Lídia Jorge defendeu ainda que "essa síntese que Agustina Bessa-Luís foi capaz de fazer, e a interpretação que faz, do mundo atual, do pós-modernismo, está patente de uma maneira absolutamente extraordinária no último livro que escreveu, 'A Ronda da Noite'".
O escritor Mário de Carvalho classificou Agustina Bessa-Luís como uma "escritora extraordinária" e "uma das grandes" do século XX, a quem já só falta superar um desafio, o da imortalidade. "Agustina Bessa-Luís é uma escritora absolutamente extraordinária, uma das grandes escritoras, sem dúvida, do século XX", considerou Mário de Carvalho, em declarações à Lusa.

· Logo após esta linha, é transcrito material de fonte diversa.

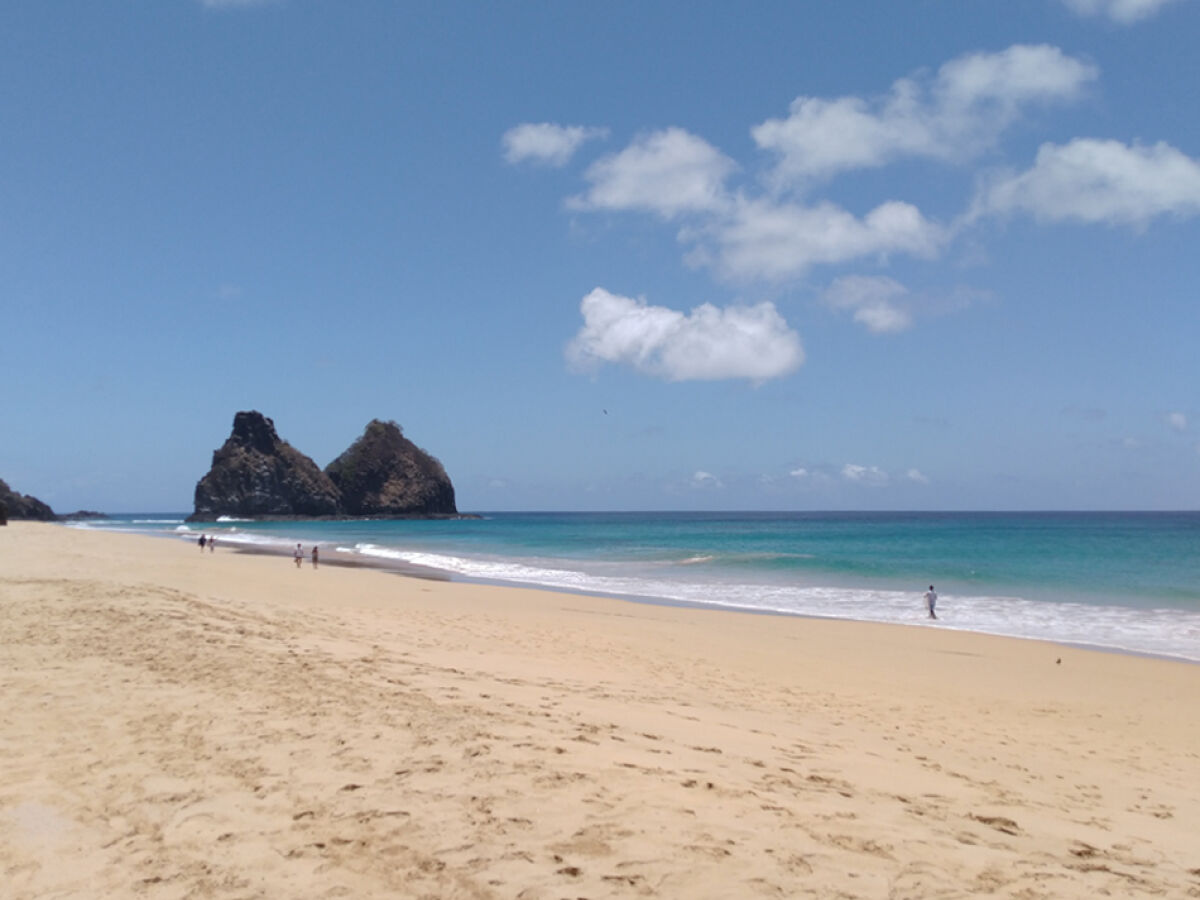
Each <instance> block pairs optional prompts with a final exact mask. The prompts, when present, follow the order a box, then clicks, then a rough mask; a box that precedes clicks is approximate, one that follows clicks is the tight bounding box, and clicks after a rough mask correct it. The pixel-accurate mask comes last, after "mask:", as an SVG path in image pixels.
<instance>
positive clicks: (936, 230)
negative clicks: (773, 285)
mask: <svg viewBox="0 0 1200 900" xmlns="http://www.w3.org/2000/svg"><path fill="white" fill-rule="evenodd" d="M707 234H708V235H710V236H712V239H713V240H714V241H715V244H716V250H715V258H712V254H702V256H700V257H694V258H700V259H706V257H708V262H714V263H715V264H716V266H718V268H719V269H720V270H721V271H724V272H725V274H727V275H732V276H734V277H740V278H762V280H767V281H780V280H785V278H794V277H798V276H800V275H803V274H804V272H805V271H806V270H808V269H809V268H811V266H812V265H816V264H833V263H845V262H850V260H852V259H859V258H862V257H886V256H888V254H889V253H910V254H913V256H918V257H932V256H936V253H937V251H938V250H940V248H941V246H942V245H943V242H944V241H946V240H947V234H946V232H944V229H943V228H942V227H941V226H938V224H936V223H934V222H930V221H929V220H926V218H925V217H924V216H922V214H920V210H918V209H917V208H916V206H912V205H910V204H907V203H898V202H889V203H883V204H881V205H878V206H876V208H875V209H874V210H871V211H870V212H868V214H866V215H865V216H864V217H863V218H858V217H857V216H854V215H852V214H851V212H847V211H846V210H844V209H842V208H840V206H836V205H835V204H833V203H820V204H816V205H811V206H805V205H800V204H793V203H786V204H779V203H774V202H772V200H764V199H762V200H739V202H738V203H737V205H736V209H734V211H733V214H732V215H731V216H730V217H728V218H722V220H720V221H716V222H714V223H713V224H712V226H710V227H709V229H708V232H707Z"/></svg>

O escritor destacou que a autora de "A Sibila" "ganhou o reconhecimento praticamente unânime de todos os seus confrades, porque, no meio literário, havia um consenso generalizado sobre a grande qualidade literária de Agustina Bessa-Luís. Na opinião de Mário de Carvalho, a escritora, autora de uma extensa bibliografia, que inclui, além de romance, teatro, contos infantis, ensaios e biografias, conseguiu em vida ultrapassar os desafios que se colocam a um escritor, faltando-lhe agora um último.

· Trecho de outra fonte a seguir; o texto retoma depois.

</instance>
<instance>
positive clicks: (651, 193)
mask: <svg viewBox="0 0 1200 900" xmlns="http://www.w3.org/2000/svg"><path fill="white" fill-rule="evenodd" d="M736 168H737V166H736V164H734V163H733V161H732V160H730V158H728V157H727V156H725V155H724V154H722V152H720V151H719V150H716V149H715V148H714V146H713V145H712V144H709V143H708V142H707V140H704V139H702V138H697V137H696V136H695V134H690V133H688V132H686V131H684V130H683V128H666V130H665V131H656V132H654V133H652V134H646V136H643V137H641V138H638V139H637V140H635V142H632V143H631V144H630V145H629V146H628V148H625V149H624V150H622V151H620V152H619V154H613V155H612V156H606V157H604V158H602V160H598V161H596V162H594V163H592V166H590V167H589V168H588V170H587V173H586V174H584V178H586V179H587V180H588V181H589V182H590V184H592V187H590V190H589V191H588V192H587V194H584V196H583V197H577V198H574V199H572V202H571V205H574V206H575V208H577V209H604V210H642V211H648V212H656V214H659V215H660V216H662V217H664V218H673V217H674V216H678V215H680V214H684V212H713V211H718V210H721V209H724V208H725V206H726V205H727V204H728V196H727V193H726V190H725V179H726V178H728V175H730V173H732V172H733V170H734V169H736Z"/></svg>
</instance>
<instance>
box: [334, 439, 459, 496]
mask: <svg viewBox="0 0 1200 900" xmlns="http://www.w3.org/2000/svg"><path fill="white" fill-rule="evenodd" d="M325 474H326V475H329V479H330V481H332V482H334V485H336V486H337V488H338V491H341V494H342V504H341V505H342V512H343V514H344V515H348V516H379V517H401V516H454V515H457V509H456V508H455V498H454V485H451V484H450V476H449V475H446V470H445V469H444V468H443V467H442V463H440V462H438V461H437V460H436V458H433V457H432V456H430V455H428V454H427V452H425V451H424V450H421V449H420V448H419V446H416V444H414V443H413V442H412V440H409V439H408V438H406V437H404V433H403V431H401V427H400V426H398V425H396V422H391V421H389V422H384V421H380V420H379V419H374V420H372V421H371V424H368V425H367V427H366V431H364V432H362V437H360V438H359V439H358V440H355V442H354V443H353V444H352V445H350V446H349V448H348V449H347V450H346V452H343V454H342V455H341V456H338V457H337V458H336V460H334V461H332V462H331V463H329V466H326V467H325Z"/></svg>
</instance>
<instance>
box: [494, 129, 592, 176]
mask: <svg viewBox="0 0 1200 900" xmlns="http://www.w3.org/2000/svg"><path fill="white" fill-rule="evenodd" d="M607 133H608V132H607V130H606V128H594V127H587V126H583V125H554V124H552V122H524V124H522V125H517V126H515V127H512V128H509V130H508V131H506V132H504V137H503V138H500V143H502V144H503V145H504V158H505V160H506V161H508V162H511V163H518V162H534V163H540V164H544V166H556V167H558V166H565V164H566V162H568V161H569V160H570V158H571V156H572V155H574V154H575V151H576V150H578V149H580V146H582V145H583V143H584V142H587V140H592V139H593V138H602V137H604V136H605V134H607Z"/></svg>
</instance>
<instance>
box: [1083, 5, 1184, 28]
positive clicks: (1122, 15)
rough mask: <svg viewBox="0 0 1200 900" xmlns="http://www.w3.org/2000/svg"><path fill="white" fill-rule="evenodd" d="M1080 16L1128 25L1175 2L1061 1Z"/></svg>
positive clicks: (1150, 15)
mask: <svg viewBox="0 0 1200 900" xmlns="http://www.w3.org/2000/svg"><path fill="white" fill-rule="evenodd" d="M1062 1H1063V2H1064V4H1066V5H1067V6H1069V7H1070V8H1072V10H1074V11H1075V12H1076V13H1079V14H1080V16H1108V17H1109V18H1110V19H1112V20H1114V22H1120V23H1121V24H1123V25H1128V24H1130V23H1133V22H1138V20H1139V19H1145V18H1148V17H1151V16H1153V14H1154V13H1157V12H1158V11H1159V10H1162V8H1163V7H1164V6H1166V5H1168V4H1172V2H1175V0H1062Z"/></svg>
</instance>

"Até agora, tinha conseguido superar o desafio da qualidade, o desafio do reconhecimento, pelos seus semelhantes e pelos leitores. A partir de agora, o desafio é outro: o desafio da imortalidade, e não estaremos cá para saber se ela o ganhará ou não", afirmou. No entanto, vai avançando: "Do que conheço, impressiona a torrencial imaginação da Agustina, o grande domínio e elasticidade do tratamento da língua portuguesa e, do ponto de vista pessoal, uma maneira de ser também muito própria, que causava muitas vezes a admiração dos seus confrades".

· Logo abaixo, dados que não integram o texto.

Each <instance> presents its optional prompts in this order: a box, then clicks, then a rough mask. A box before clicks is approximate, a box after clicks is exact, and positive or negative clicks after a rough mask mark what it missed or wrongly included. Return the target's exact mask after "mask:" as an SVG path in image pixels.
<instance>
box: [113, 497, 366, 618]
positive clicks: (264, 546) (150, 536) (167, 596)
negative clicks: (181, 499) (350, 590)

A escritora Agustina Bessa-Luís "é uma das grandes referências da cultura portuguesa contemporânea", afirmou a presidente da Fundação Calouste Gulbenkian, Isabel Mota. "A língua portuguesa tem na sua obra uma expressão riquíssima para a compreensão do género humano e para uma inteligente e paradoxal abordagem da vida e da sociedade", afirmou Isabel Mota, em comunicado.
A escritora Maria Teresa Horta considera que "não é possível fazer a história da literatura portuguesa, neste momento, sem passar pela obra da Agustina Bessa-Luís", que morreu hoje, aos 96 anos, no Porto. "Considero que a Agustina é dos melhores escritores - não é escritora só - da literatura contemporânea portuguesa, mas também morre uma escritora e alguém que eu conheci", afirmou Maria Teresa Horta à agência Lusa.
Pilar del Río, que preside a Fundação José Saramago, fala num sentimento de "orfandade" com a morte da escritora Agustina Bessa-Luís,, recordando palavras do Prémio Nobel da Literatura sobre a autora de "A Sibila". Pilar del Río, em declarações à Lusa, destacou que a "grande escritora" Agustina Bessa-Luís "dinamizou a Cultura de Portugal com a sua obra, com a sua personalidade, com as suas declarações, que tinha uma voz própria e uma obra esplêndida".
"Remeto-me ao que disse José Saramago sobre o que ela escreveu: que se há em Portugal um escritor que participe da natureza do génio, é Agustina Bessa-Luís", afirmou. Da obra da escritora, da qual leu vários livros, Pilar del Río partilhou que a primeira que a marcou, "que foi como um golpe", foi "A Sibila", de 1954, que lhe valeu os prémios Delfim Guimarães e Eça de Queiroz.A responsável máxima da Fundação José Saramago lembrou que, embora fosse público o estado de saúde de Agustina Bessa-Luís, "não é o mesmo saber que está ou que não está".
O escritor e professor universitário Rui Zink considerou que Agustina Bessa-Luís é "um tesouro nacional", recordando que a escritora deixa "a obra e o cheirinho do seu humor e da sua ironia". "Quando uma pessoa é tratada pelo primeiro nome como é o caso dela, - há muitos, muitos, anos -, significa que ela é um tesouro nacional", disse Rui Zink, em declarações à agência Lusa, explicando que a escritora "era chata, porque [nos] via por dentro e isso, às vezes, é um bocadinho incómodo".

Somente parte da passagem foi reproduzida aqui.